American guitarist and music educator (born 1953)

John Heussenstamm (born December 28, 1953) is an American guitarist and music educator. He was the original lead guitarist in the Surf Punks, toured with the Deniece Williams Band in 1977, and was a band member of Innocent Bystanders. He is the author of Guitar Workout, a book published by Hal Leonard Corporation in 2010. He is featured as an author and guitarist in The Gold Mine Series, as a coauthor with Chad Johnson in 100 Blues Lessons and with Paul Silbergleit in 100 Jazz Lessons. Heussenstamm was also a featured guitar instructor in three DVDs published by Hal Leonard: 200 Blues Licks, 200 Jazz Licks and 200 Country Licks. His YouTube channel has received over 10 million total hits and has over 15,000 subscribers since 2008. As of February 2015, Heussenstamm resides in Laguna Beach, California.

==Life==
Heussenstamm is the nephew of composer and music theory professor George Heussenstamm, and the brother of artist Paul Heussenstamm. After high school, he began studying the guitar intensely, leading to a gig in the rhythm and blues group Lovera. He landed a touring gig with the Deniece Williams Band, which opened shows for many other notable acts of the Motown era, such as KC and the Sunshine Band and Earth, Wind & Fire. Under the name "Johnny Malibu", Heussenstamm recorded and performed with the Surf Punks. In the late 1970s, he continued to expand his musical horizons by briefly studying Indian music with Ali Akbar Khan.

From 1980 to 1990, Heussenstamm toured in Australia, mainly in his own bands with names such as the Alligators, the Lifters, Cicada, and the Rent Collectors.
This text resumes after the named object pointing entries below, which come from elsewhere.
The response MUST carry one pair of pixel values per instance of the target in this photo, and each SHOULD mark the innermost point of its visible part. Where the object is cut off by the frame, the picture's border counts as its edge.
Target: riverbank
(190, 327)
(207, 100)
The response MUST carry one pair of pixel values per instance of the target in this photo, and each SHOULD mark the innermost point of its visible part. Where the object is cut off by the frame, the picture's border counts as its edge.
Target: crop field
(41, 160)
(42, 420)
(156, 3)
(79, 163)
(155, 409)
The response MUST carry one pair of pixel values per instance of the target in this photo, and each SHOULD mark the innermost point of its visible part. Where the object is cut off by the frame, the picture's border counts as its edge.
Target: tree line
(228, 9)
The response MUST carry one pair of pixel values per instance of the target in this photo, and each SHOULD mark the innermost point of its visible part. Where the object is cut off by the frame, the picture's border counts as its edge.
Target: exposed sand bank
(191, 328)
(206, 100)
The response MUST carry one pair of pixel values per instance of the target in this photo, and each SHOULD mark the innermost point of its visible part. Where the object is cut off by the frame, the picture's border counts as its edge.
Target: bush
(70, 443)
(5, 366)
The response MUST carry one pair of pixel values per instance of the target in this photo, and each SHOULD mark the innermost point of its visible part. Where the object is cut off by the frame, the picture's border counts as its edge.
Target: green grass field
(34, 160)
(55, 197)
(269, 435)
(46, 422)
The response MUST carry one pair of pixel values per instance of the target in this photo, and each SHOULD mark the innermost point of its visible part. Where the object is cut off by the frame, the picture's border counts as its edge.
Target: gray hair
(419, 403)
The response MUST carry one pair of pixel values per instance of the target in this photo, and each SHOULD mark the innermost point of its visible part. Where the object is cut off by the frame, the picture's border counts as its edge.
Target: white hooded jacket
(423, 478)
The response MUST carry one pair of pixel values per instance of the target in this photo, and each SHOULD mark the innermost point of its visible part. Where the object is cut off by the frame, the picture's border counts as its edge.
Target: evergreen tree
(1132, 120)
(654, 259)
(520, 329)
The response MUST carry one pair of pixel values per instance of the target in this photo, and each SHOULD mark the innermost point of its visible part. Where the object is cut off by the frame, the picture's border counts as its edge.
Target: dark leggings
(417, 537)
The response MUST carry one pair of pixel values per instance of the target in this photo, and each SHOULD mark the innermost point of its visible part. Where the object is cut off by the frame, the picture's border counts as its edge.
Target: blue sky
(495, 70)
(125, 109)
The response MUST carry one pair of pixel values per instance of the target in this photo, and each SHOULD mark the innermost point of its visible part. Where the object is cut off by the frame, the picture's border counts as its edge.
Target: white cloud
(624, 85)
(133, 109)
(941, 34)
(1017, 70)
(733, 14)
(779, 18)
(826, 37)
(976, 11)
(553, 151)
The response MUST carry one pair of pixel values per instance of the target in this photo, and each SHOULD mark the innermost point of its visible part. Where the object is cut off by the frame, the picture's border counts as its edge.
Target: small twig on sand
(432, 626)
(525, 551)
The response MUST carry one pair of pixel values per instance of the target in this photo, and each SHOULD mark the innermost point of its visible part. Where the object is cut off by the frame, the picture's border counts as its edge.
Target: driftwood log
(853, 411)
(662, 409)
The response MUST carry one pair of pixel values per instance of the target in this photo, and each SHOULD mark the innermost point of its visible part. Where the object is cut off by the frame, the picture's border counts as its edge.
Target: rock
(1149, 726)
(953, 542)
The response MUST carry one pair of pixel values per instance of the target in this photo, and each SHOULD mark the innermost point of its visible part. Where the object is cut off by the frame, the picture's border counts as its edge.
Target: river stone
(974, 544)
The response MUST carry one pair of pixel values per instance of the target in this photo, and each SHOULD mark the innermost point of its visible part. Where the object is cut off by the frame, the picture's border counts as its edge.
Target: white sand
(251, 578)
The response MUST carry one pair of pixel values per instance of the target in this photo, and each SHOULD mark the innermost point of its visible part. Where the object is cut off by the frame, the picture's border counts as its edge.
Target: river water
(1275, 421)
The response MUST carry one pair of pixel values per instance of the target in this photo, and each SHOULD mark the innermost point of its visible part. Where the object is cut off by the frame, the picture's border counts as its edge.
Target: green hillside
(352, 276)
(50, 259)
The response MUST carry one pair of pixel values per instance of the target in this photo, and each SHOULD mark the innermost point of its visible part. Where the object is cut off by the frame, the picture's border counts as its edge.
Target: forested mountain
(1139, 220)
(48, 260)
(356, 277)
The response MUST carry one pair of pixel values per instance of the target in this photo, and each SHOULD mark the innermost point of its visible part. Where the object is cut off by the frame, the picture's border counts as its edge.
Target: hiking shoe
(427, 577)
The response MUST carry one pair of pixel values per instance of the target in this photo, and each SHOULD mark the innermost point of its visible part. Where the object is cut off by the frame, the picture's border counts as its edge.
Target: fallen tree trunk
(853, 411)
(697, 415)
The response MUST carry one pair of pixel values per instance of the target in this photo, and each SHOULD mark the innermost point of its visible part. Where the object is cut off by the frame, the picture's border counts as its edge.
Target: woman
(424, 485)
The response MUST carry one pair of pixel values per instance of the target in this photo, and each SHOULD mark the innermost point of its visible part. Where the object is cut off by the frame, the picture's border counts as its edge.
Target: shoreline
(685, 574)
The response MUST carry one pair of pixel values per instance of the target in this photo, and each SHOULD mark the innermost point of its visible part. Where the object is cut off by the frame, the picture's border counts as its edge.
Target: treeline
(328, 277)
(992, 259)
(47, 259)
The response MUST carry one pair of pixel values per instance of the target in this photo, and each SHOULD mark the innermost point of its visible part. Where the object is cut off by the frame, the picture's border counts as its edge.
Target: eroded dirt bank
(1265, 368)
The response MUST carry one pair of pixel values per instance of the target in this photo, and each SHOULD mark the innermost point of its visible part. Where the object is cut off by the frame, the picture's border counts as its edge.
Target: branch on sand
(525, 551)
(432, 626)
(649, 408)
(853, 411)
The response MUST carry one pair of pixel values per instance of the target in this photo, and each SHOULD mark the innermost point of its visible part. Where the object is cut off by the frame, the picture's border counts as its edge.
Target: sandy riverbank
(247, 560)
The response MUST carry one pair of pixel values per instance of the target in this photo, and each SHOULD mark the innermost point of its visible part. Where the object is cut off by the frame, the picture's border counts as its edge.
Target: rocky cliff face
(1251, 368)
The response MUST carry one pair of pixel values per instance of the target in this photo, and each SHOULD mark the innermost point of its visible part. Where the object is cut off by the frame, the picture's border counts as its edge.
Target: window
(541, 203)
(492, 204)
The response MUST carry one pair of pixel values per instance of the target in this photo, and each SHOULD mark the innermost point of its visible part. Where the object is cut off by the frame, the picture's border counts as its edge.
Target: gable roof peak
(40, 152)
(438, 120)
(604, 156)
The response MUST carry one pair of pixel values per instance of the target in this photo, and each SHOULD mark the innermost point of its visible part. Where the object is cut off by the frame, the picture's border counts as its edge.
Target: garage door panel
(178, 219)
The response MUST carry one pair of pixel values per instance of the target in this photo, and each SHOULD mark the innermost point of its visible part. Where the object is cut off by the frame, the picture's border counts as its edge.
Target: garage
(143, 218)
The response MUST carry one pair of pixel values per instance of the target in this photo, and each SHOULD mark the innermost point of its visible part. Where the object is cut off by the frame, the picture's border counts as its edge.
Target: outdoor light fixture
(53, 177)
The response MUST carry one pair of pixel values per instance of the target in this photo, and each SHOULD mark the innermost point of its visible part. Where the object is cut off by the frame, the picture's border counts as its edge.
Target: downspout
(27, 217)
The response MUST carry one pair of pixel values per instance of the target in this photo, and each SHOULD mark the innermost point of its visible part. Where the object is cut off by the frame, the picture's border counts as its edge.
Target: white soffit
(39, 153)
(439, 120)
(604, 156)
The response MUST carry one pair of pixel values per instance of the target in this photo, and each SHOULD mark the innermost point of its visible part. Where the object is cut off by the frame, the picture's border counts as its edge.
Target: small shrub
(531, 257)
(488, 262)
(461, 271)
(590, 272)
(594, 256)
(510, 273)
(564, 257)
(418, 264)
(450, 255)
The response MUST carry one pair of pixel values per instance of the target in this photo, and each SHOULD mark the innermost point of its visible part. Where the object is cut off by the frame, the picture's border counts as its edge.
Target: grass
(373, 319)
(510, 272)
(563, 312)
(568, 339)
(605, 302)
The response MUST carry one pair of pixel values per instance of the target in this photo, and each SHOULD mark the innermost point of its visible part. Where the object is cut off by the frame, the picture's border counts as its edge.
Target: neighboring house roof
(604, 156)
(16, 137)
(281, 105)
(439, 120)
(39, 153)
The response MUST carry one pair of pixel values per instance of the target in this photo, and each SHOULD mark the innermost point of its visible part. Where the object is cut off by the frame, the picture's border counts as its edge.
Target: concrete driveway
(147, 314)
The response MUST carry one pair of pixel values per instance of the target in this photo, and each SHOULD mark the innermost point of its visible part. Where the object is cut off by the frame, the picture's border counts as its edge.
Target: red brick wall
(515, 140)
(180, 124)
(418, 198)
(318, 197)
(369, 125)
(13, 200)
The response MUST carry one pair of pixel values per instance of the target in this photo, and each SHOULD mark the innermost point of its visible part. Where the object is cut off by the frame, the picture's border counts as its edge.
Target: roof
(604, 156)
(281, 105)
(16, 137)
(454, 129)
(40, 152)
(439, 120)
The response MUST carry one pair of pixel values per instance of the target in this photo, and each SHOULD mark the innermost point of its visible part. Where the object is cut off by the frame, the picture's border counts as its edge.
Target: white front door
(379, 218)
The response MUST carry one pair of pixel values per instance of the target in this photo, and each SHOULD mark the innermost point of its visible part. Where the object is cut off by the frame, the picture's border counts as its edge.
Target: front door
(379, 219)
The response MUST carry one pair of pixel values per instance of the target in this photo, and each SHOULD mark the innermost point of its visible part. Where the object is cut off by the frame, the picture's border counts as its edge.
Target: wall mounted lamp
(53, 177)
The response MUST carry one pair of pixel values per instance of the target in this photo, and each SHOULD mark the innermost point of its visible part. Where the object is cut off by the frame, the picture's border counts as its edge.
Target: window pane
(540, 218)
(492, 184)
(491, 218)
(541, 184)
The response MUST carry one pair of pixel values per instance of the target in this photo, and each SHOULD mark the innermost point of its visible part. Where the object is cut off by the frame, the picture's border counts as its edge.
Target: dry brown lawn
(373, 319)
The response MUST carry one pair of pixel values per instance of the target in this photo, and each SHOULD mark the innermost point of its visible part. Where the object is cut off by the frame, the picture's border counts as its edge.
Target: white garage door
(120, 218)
He recorded with Innocent Bystanders and independently as John Heussenstamm and the Alligators'. Before returning to the United States, he independently recorded three new age albums, Cloud Hidden, Nameless Wanderer, and Honest Living.

Since the 1990s, Heussenstamm has been teaching, recording, and gigging in the Orange County, California area. In 1992, the LA Times wrote that Heussenstamm was "the most aggressive blues guitar player on the scene today." He recorded many independent projects with artists, such as Thelma Jones and Dennis Lockwood. His underground popularity became apparent when he began posting video guitar lessons on YouTube. This led to his lessons being featured on many instructional websites such as VideoGuitarlessons.com, GuitarInstructor.com, and Premier Guitar. According to the online magazine Guitar International, he has become "a recognized guitar pedagogue, for both his in person lessons" and for his book, Guitar Workout: Speed Picking, Sweeps, Arpeggios and Harmony for the Modern Guitarist, published by Hal Leonard in 2010. This was followed by Heussenstamm being featured in Hal Leonard's The Goldmine Series.